9        Ce chapitre comporte une section 2, intitulée « Procédure à suivre lors des mouvements en suspension de droits de produits soumis à accise », dont l’article 21 prévoit :

« 1.      Un mouvement de produits soumis à accise est considéré comme ayant lieu sous un régime de suspension de droits uniquement s’il est effectué sous le couvert d’un document administratif électronique établi conformément aux paragraphes 2 et 3.

2.      Aux fins du paragraphe 1 du présent article, l’expéditeur soumet un projet de document administratif électronique aux autorités compétentes de l’État membre d’expédition au moyen du système informatisé visé à l’article 1er de la décision no 1152/2003/CE [du Parlement européen et du Conseil, du 16 juin 2003, relative à l’informatisation des mouvements et des contrôles des produits soumis à accises (JO 2003, L 162, p. 5)] [...].

3.      Les autorités compétentes de l’État membre d’expédition vérifient par voie électronique les données figurant dans le projet de document administratif électronique.

Lorsque ces données ne sont pas valides, l’expéditeur en est informé sans délai.

Lorsque ces données sont valides, les autorités compétentes de l’État membre d’expédition attribuent au document un code de référence administratif unique et le communiquent à l’expéditeur.

[...] »

10      Sous l’intitulé « Mouvements et imposition des produits soumis à accise après la mise à la consommation », le chapitre V de ladite directive comporte une section 2, intitulée « Détention dans un autre État membre », dont l’article 33 dispose :

« 1.      Sans préjudice de l’article 36, paragraphe 1, dans les cas où des produits soumis à accise ayant déjà été mis à la consommation dans un État membre sont détenus à des fins commerciales dans un autre État membre pour y être livrés ou y être utilisés, ils sont soumis aux droits d’accise, et les droits d’accise deviennent exigibles dans cet autre État membre.

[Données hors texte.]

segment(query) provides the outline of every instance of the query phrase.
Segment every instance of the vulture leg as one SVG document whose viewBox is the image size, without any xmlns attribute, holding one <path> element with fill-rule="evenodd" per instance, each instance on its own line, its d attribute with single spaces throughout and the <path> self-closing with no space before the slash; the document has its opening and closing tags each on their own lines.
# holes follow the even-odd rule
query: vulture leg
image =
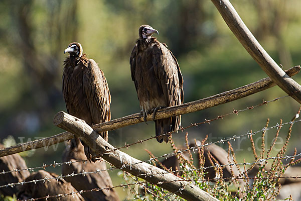
<svg viewBox="0 0 301 201">
<path fill-rule="evenodd" d="M 156 116 L 156 114 L 158 110 L 161 110 L 162 107 L 161 106 L 158 107 L 156 108 L 152 109 L 152 111 L 154 111 L 153 112 L 153 120 L 155 120 L 155 117 Z"/>
<path fill-rule="evenodd" d="M 145 123 L 145 124 L 146 124 L 147 125 L 148 125 L 148 124 L 147 124 L 147 123 L 146 122 L 147 121 L 146 120 L 146 113 L 144 113 L 143 111 L 143 110 L 141 110 L 141 114 L 143 115 L 143 120 L 144 121 L 144 122 Z"/>
</svg>

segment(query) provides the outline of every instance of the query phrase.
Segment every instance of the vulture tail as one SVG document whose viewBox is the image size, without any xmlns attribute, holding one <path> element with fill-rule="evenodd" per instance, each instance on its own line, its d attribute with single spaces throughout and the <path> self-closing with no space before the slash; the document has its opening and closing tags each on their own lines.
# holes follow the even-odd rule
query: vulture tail
<svg viewBox="0 0 301 201">
<path fill-rule="evenodd" d="M 105 131 L 104 132 L 98 133 L 98 134 L 101 136 L 105 141 L 108 141 L 108 132 Z M 83 145 L 84 145 L 84 150 L 85 150 L 85 155 L 87 156 L 87 158 L 89 158 L 90 157 L 92 157 L 91 158 L 91 160 L 92 162 L 95 162 L 96 161 L 95 157 L 97 156 L 96 153 L 95 153 L 93 150 L 88 146 L 88 145 L 86 145 L 84 142 L 81 141 Z M 95 143 L 93 144 L 94 147 L 96 146 L 96 143 Z"/>
<path fill-rule="evenodd" d="M 166 118 L 155 121 L 156 127 L 156 136 L 157 140 L 160 143 L 164 141 L 167 143 L 168 142 L 168 135 L 163 134 L 168 134 L 168 132 L 172 131 L 171 130 L 171 119 Z"/>
<path fill-rule="evenodd" d="M 168 135 L 162 135 L 168 134 L 179 130 L 181 126 L 181 115 L 173 117 L 170 118 L 163 119 L 155 121 L 156 127 L 156 136 L 157 140 L 160 143 L 164 141 L 167 143 L 168 142 Z M 177 132 L 178 132 L 178 131 Z"/>
</svg>

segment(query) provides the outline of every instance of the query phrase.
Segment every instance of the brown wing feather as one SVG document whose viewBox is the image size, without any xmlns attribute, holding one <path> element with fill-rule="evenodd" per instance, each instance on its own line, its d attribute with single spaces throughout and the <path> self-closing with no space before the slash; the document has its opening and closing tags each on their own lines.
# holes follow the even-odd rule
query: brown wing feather
<svg viewBox="0 0 301 201">
<path fill-rule="evenodd" d="M 184 100 L 183 79 L 176 58 L 165 45 L 157 43 L 153 47 L 153 65 L 164 94 L 166 107 L 181 105 Z M 156 135 L 179 129 L 181 116 L 157 120 Z M 168 136 L 159 137 L 159 142 L 168 141 Z"/>
<path fill-rule="evenodd" d="M 135 84 L 135 88 L 136 91 L 138 90 L 138 86 L 136 82 L 136 78 L 135 77 L 135 73 L 136 70 L 136 55 L 137 54 L 137 45 L 136 44 L 133 48 L 132 52 L 130 54 L 130 57 L 129 58 L 129 65 L 130 65 L 130 73 L 132 77 L 132 80 L 134 81 Z"/>
<path fill-rule="evenodd" d="M 111 95 L 103 72 L 93 59 L 90 59 L 85 68 L 83 79 L 84 91 L 92 120 L 92 124 L 106 122 L 111 120 L 110 104 Z M 99 134 L 108 140 L 108 132 Z"/>
</svg>

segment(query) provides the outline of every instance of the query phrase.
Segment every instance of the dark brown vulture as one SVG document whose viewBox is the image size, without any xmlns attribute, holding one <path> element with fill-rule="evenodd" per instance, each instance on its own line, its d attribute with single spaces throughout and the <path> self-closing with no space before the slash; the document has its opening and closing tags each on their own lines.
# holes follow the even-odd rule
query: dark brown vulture
<svg viewBox="0 0 301 201">
<path fill-rule="evenodd" d="M 58 175 L 54 173 L 49 173 L 44 170 L 39 170 L 32 173 L 27 177 L 25 181 L 42 179 L 45 178 L 57 177 Z M 28 199 L 32 198 L 44 197 L 47 196 L 56 195 L 59 194 L 68 194 L 77 190 L 71 184 L 63 179 L 49 179 L 24 184 L 20 185 L 20 191 L 18 195 L 19 199 Z M 50 201 L 84 201 L 85 199 L 80 193 L 61 196 L 59 197 L 49 197 L 41 199 L 39 200 Z"/>
<path fill-rule="evenodd" d="M 68 113 L 89 125 L 110 121 L 111 95 L 103 72 L 94 60 L 83 54 L 80 44 L 70 44 L 66 52 L 70 56 L 64 62 L 63 94 Z M 99 135 L 108 140 L 107 131 Z M 84 146 L 88 158 L 94 155 Z"/>
<path fill-rule="evenodd" d="M 78 138 L 72 139 L 69 143 L 70 147 L 67 148 L 63 160 L 66 161 L 77 161 L 86 160 L 87 157 L 84 151 L 84 147 Z M 72 163 L 69 165 L 63 165 L 62 173 L 63 175 L 86 172 L 94 172 L 97 169 L 106 169 L 104 161 L 96 161 L 95 163 L 90 161 Z M 65 179 L 71 183 L 71 184 L 78 191 L 81 190 L 90 190 L 93 188 L 108 188 L 113 186 L 112 180 L 107 171 L 100 173 L 87 174 L 85 175 L 80 175 L 70 177 L 65 177 Z M 84 192 L 82 194 L 86 201 L 118 201 L 119 199 L 115 190 L 104 189 L 98 191 Z"/>
<path fill-rule="evenodd" d="M 0 149 L 4 149 L 4 146 L 0 144 Z M 27 169 L 27 166 L 24 160 L 18 154 L 0 158 L 0 172 L 3 172 L 4 171 L 7 172 L 23 169 Z M 0 174 L 0 185 L 23 181 L 30 174 L 28 170 Z M 17 192 L 18 189 L 16 187 L 7 187 L 0 188 L 0 194 L 3 194 L 5 196 L 13 196 L 14 194 L 17 194 Z"/>
<path fill-rule="evenodd" d="M 158 31 L 148 25 L 139 28 L 139 38 L 129 60 L 132 79 L 140 102 L 141 112 L 154 112 L 161 108 L 181 105 L 184 92 L 182 77 L 178 61 L 167 46 L 152 37 Z M 181 116 L 156 120 L 156 135 L 161 143 L 168 141 L 164 134 L 178 130 Z"/>
</svg>

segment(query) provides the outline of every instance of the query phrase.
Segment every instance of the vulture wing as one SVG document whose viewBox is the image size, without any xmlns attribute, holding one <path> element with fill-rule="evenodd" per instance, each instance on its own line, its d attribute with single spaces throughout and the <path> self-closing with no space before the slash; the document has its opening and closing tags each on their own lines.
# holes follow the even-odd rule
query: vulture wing
<svg viewBox="0 0 301 201">
<path fill-rule="evenodd" d="M 153 47 L 153 66 L 164 93 L 166 107 L 181 105 L 184 100 L 183 78 L 177 59 L 166 47 L 158 43 Z M 168 136 L 160 135 L 179 129 L 181 116 L 173 117 L 156 122 L 157 140 L 167 142 Z"/>
<path fill-rule="evenodd" d="M 103 72 L 94 60 L 89 59 L 83 74 L 83 89 L 87 96 L 86 104 L 92 117 L 92 124 L 110 121 L 111 95 Z M 108 140 L 107 132 L 100 134 Z"/>
<path fill-rule="evenodd" d="M 136 88 L 136 91 L 138 91 L 138 87 L 136 82 L 136 79 L 135 77 L 135 73 L 136 70 L 136 55 L 137 54 L 137 45 L 136 44 L 136 45 L 135 45 L 135 46 L 133 48 L 131 53 L 130 54 L 130 57 L 129 58 L 129 65 L 130 65 L 130 72 L 131 74 L 132 80 L 134 81 L 134 83 L 135 83 L 135 88 Z"/>
<path fill-rule="evenodd" d="M 183 78 L 177 59 L 166 45 L 159 43 L 153 46 L 153 65 L 164 93 L 166 107 L 182 104 Z"/>
</svg>

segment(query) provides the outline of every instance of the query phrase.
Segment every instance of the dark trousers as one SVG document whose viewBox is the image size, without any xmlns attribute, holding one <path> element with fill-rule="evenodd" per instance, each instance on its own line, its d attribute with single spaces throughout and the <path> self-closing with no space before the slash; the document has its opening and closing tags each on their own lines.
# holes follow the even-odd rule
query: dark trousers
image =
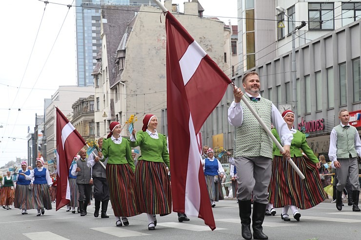
<svg viewBox="0 0 361 240">
<path fill-rule="evenodd" d="M 93 177 L 94 185 L 94 199 L 97 201 L 104 201 L 109 200 L 109 186 L 106 179 Z"/>
<path fill-rule="evenodd" d="M 92 194 L 92 185 L 90 184 L 78 184 L 78 188 L 79 189 L 80 201 L 90 201 L 90 196 Z"/>
</svg>

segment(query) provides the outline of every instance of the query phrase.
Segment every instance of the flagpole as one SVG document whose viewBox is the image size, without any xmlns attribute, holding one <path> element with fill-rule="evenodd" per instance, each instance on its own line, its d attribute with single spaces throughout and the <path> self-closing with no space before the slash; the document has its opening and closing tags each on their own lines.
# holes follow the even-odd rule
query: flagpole
<svg viewBox="0 0 361 240">
<path fill-rule="evenodd" d="M 154 0 L 154 1 L 156 2 L 157 5 L 158 5 L 158 6 L 160 8 L 160 9 L 161 9 L 163 12 L 164 12 L 164 13 L 166 13 L 167 12 L 168 12 L 168 9 L 165 8 L 164 5 L 161 4 L 161 3 L 160 3 L 160 2 L 159 1 L 159 0 Z"/>
<path fill-rule="evenodd" d="M 237 87 L 235 86 L 235 88 L 237 88 Z M 257 114 L 256 111 L 255 111 L 255 110 L 253 109 L 253 108 L 252 108 L 252 107 L 251 106 L 251 104 L 249 104 L 248 101 L 247 101 L 247 99 L 246 99 L 244 95 L 242 96 L 241 99 L 242 101 L 243 101 L 247 107 L 248 108 L 249 111 L 251 111 L 251 112 L 252 113 L 255 117 L 256 117 L 256 118 L 257 119 L 257 121 L 258 121 L 259 123 L 260 123 L 260 124 L 261 124 L 261 126 L 262 127 L 262 128 L 263 129 L 267 134 L 268 134 L 269 137 L 270 137 L 273 142 L 275 143 L 275 144 L 276 144 L 276 146 L 277 146 L 277 148 L 278 148 L 281 152 L 284 152 L 284 149 L 283 149 L 283 147 L 282 147 L 282 145 L 281 145 L 280 142 L 277 141 L 277 139 L 276 139 L 276 137 L 275 137 L 275 136 L 273 135 L 272 133 L 271 132 L 271 130 L 268 129 L 266 125 L 264 124 L 264 123 L 263 121 L 262 121 L 262 119 L 261 119 L 261 117 L 260 117 L 260 116 L 258 115 L 258 114 Z M 302 173 L 302 172 L 301 172 L 301 171 L 300 170 L 300 168 L 299 168 L 296 165 L 296 164 L 295 164 L 295 163 L 293 162 L 292 158 L 289 158 L 287 159 L 287 161 L 288 161 L 288 163 L 289 163 L 291 166 L 292 166 L 293 169 L 295 169 L 296 172 L 297 173 L 297 174 L 299 175 L 299 176 L 300 176 L 301 179 L 304 179 L 304 175 Z"/>
</svg>

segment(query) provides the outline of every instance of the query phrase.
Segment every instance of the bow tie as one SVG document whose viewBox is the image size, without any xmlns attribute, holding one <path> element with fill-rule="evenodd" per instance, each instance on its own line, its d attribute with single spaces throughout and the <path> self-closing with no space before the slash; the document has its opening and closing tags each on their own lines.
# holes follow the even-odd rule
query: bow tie
<svg viewBox="0 0 361 240">
<path fill-rule="evenodd" d="M 253 101 L 254 102 L 258 102 L 261 100 L 261 97 L 255 97 L 253 96 L 249 97 L 249 98 L 251 99 L 251 101 Z"/>
</svg>

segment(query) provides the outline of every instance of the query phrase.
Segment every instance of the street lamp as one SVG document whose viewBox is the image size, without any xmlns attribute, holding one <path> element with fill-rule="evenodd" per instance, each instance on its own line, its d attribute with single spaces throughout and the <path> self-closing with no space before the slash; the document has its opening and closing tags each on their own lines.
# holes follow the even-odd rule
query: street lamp
<svg viewBox="0 0 361 240">
<path fill-rule="evenodd" d="M 276 8 L 280 13 L 285 16 L 291 19 L 292 23 L 292 104 L 293 105 L 293 112 L 295 113 L 294 125 L 296 129 L 298 129 L 298 114 L 297 113 L 297 83 L 296 76 L 296 30 L 300 30 L 306 25 L 306 22 L 302 21 L 301 25 L 296 27 L 296 24 L 292 18 L 289 16 L 284 12 L 284 9 L 280 6 Z"/>
</svg>

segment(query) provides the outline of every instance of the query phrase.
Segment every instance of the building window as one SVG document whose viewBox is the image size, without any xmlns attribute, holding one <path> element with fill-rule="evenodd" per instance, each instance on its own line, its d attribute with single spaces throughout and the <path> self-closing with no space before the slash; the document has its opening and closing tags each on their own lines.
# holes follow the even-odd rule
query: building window
<svg viewBox="0 0 361 240">
<path fill-rule="evenodd" d="M 89 135 L 94 135 L 94 122 L 89 123 Z"/>
<path fill-rule="evenodd" d="M 310 75 L 304 76 L 304 92 L 305 97 L 304 98 L 306 102 L 306 113 L 311 112 L 311 80 Z"/>
<path fill-rule="evenodd" d="M 327 69 L 327 107 L 328 108 L 335 107 L 335 87 L 333 80 L 333 68 Z"/>
<path fill-rule="evenodd" d="M 277 23 L 278 25 L 279 26 L 280 24 L 282 22 L 282 24 L 284 24 L 284 14 L 283 13 L 280 13 L 277 15 Z M 277 37 L 279 40 L 282 39 L 284 37 L 284 27 L 278 27 L 277 28 Z"/>
<path fill-rule="evenodd" d="M 333 3 L 308 3 L 308 29 L 334 29 Z"/>
<path fill-rule="evenodd" d="M 287 15 L 292 18 L 292 20 L 293 20 L 294 22 L 295 20 L 296 20 L 296 7 L 295 7 L 295 5 L 294 5 L 290 8 L 288 8 L 287 10 Z M 288 34 L 291 34 L 292 33 L 293 27 L 292 22 L 290 21 L 289 18 L 288 18 L 288 23 L 287 28 L 288 28 Z"/>
<path fill-rule="evenodd" d="M 90 111 L 94 111 L 94 101 L 90 101 L 89 104 L 89 110 Z"/>
<path fill-rule="evenodd" d="M 342 26 L 361 19 L 361 2 L 342 3 L 341 6 Z"/>
<path fill-rule="evenodd" d="M 322 110 L 322 78 L 321 72 L 316 73 L 316 111 Z"/>
<path fill-rule="evenodd" d="M 361 101 L 360 59 L 352 61 L 352 79 L 354 82 L 354 102 Z"/>
<path fill-rule="evenodd" d="M 339 65 L 339 73 L 340 76 L 340 104 L 345 105 L 347 104 L 347 90 L 346 78 L 346 63 L 342 63 Z"/>
<path fill-rule="evenodd" d="M 232 55 L 237 55 L 237 42 L 236 41 L 231 41 L 231 49 L 232 49 Z"/>
</svg>

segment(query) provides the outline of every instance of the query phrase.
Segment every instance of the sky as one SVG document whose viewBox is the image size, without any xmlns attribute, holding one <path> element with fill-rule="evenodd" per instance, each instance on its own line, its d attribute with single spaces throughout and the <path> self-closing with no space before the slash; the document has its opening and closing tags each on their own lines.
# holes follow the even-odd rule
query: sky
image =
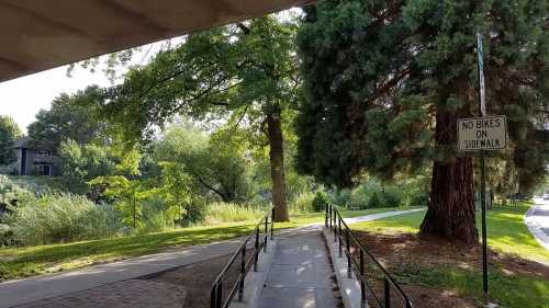
<svg viewBox="0 0 549 308">
<path fill-rule="evenodd" d="M 302 14 L 301 9 L 290 9 L 279 13 L 279 18 L 290 19 Z M 182 37 L 171 38 L 170 44 L 182 42 Z M 164 48 L 168 41 L 161 41 L 143 46 L 130 65 L 143 65 Z M 124 69 L 122 69 L 124 71 Z M 111 85 L 101 68 L 90 72 L 78 66 L 67 76 L 67 66 L 21 77 L 14 80 L 0 82 L 0 115 L 9 115 L 15 119 L 20 128 L 26 133 L 29 124 L 33 123 L 36 113 L 42 109 L 49 109 L 52 101 L 60 93 L 76 93 L 88 85 Z"/>
<path fill-rule="evenodd" d="M 67 77 L 67 66 L 42 71 L 0 83 L 0 115 L 15 119 L 20 128 L 34 122 L 41 109 L 49 109 L 52 101 L 60 93 L 75 93 L 90 84 L 107 87 L 109 79 L 101 70 L 94 73 L 75 68 Z"/>
</svg>

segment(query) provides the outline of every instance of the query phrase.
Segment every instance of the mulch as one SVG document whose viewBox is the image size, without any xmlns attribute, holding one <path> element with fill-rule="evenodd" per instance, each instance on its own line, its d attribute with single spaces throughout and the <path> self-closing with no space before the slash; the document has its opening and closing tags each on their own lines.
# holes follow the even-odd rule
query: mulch
<svg viewBox="0 0 549 308">
<path fill-rule="evenodd" d="M 459 242 L 448 242 L 436 238 L 421 238 L 412 233 L 380 235 L 358 231 L 357 237 L 389 272 L 397 273 L 402 269 L 411 267 L 414 271 L 421 271 L 421 269 L 437 266 L 458 266 L 479 272 L 482 269 L 482 248 L 480 244 L 463 246 Z M 495 251 L 490 251 L 489 255 L 490 265 L 497 267 L 506 275 L 533 275 L 549 280 L 549 266 L 545 264 Z M 382 290 L 381 283 L 374 282 L 373 288 L 376 293 L 380 293 Z M 403 289 L 416 307 L 479 307 L 475 299 L 445 289 L 411 283 L 404 283 Z M 377 307 L 377 305 L 371 305 L 371 307 Z M 401 306 L 395 305 L 394 307 Z"/>
</svg>

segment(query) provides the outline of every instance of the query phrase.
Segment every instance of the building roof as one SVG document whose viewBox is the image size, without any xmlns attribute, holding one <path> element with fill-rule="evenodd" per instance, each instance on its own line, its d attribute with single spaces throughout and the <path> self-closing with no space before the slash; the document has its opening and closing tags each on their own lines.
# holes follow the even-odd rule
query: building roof
<svg viewBox="0 0 549 308">
<path fill-rule="evenodd" d="M 0 82 L 314 0 L 0 0 Z"/>
</svg>

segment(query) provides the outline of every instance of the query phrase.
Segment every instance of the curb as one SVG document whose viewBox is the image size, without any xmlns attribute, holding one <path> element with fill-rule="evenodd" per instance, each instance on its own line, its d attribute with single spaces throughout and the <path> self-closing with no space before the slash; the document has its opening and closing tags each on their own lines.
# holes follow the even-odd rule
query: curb
<svg viewBox="0 0 549 308">
<path fill-rule="evenodd" d="M 535 216 L 533 215 L 534 212 L 539 208 L 540 208 L 539 206 L 535 206 L 528 209 L 528 212 L 526 212 L 526 214 L 524 215 L 523 220 L 528 230 L 530 231 L 530 233 L 533 235 L 533 237 L 539 242 L 539 244 L 545 249 L 549 250 L 549 236 L 547 236 L 541 230 L 541 226 L 539 226 L 539 224 L 534 218 Z"/>
<path fill-rule="evenodd" d="M 246 275 L 243 300 L 238 301 L 237 299 L 233 299 L 228 306 L 229 308 L 256 308 L 259 305 L 259 296 L 264 290 L 265 282 L 271 270 L 276 253 L 277 240 L 270 240 L 267 244 L 267 252 L 261 251 L 259 254 L 259 261 L 257 263 L 258 271 L 254 272 L 251 270 Z"/>
</svg>

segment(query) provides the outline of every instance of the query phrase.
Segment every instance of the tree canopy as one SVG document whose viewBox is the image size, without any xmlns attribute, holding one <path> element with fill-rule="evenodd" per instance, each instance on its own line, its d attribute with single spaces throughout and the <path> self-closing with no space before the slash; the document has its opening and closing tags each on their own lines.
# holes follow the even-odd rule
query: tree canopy
<svg viewBox="0 0 549 308">
<path fill-rule="evenodd" d="M 9 164 L 15 159 L 13 142 L 22 135 L 12 117 L 0 115 L 0 164 Z"/>
<path fill-rule="evenodd" d="M 274 16 L 189 35 L 111 88 L 103 111 L 128 139 L 153 139 L 176 115 L 233 118 L 269 140 L 276 219 L 288 220 L 282 111 L 298 98 L 295 23 Z"/>
<path fill-rule="evenodd" d="M 83 145 L 104 138 L 104 122 L 99 119 L 98 113 L 98 100 L 101 99 L 102 91 L 98 87 L 88 87 L 72 95 L 61 93 L 49 110 L 36 114 L 36 121 L 29 125 L 29 136 L 55 147 L 65 139 Z"/>
<path fill-rule="evenodd" d="M 456 121 L 479 114 L 475 34 L 485 37 L 488 113 L 507 116 L 509 157 L 529 185 L 548 159 L 548 7 L 334 0 L 307 9 L 300 169 L 349 186 L 363 172 L 386 179 L 433 161 L 422 231 L 472 241 L 473 166 L 456 150 Z"/>
</svg>

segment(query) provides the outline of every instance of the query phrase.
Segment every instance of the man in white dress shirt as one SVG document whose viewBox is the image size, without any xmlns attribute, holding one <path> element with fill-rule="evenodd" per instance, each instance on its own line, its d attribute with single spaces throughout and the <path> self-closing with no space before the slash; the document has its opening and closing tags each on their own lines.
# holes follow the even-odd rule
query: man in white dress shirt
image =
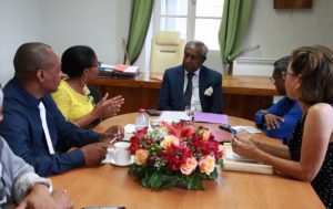
<svg viewBox="0 0 333 209">
<path fill-rule="evenodd" d="M 222 113 L 222 75 L 202 65 L 208 48 L 190 41 L 184 49 L 183 63 L 165 71 L 160 92 L 160 111 Z"/>
</svg>

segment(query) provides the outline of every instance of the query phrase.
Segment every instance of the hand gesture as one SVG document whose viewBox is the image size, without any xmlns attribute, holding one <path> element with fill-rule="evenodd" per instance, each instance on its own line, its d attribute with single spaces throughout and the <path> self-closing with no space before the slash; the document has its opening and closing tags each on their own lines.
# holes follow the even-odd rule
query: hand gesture
<svg viewBox="0 0 333 209">
<path fill-rule="evenodd" d="M 122 140 L 123 136 L 124 136 L 123 127 L 118 125 L 111 126 L 102 134 L 100 142 L 110 144 L 113 142 Z"/>
<path fill-rule="evenodd" d="M 94 143 L 85 145 L 81 148 L 84 163 L 87 166 L 98 166 L 103 159 L 105 159 L 107 149 L 109 144 L 107 143 Z"/>
<path fill-rule="evenodd" d="M 53 201 L 63 209 L 74 208 L 74 203 L 69 199 L 64 189 L 54 189 L 51 194 Z"/>
<path fill-rule="evenodd" d="M 50 195 L 48 187 L 37 184 L 16 209 L 36 208 L 71 209 L 73 208 L 73 203 L 63 190 L 56 190 Z"/>
<path fill-rule="evenodd" d="M 278 128 L 278 127 L 280 127 L 280 122 L 284 122 L 283 117 L 279 117 L 271 113 L 266 113 L 263 117 L 266 123 L 268 129 Z"/>
<path fill-rule="evenodd" d="M 124 103 L 124 98 L 121 95 L 118 95 L 107 102 L 109 106 L 104 109 L 104 115 L 101 117 L 102 119 L 117 115 L 118 112 L 120 112 L 121 105 Z"/>
</svg>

Aux fins du présent article, on entend par “détention à des fins commerciales” la détention de produits soumis à accise par une personne autre qu’un particulier ou par un particulier autrement que pour ses besoins propres et transportés par lui-même, conformément à l’article 32.

[...]

3.      La personne redevable des droits d’accise, devenus exigibles, est, selon les cas visés au paragraphe 1, la personne qui effectue la livraison, ou qui détient les produits destinés à être livrés, ou à qui sont livrés les produits dans l’autre État membre.

4.      Sans préjudice de l’article 38, lorsque des produits soumis à accise qui ont déjà été mis à la consommation dans un État membre circulent dans [l’Union] à des fins commerciales, ils ne sont pas considérés comme étant détenus à ces fins avant d’avoir atteint l’État membre de destination, à condition qu’ils circulent sous couvert des formalités prévues à l’article 34.

[...] »

 Le droit du Royaume-Uni

11      L’article 13 des Excise Goods (Holding, Movement and Duty Point) Regulations 2010 [règlement de 2010 sur les produits soumis à accise (détention, circulation et moment de l’exigibilité)] (ci-après le « règlement de 2010 ») prévoit, à ses paragraphes 1 et 2 :

« 1.      Lorsque des produits soumis à accise déjà mis à la consommation dans un autre État membre sont détenus à des fins commerciales au Royaume-Uni pour y être livrés ou y être utilisés, les droits d’accise deviennent exigibles au moment où ces produits y sont ainsi détenus pour la première fois.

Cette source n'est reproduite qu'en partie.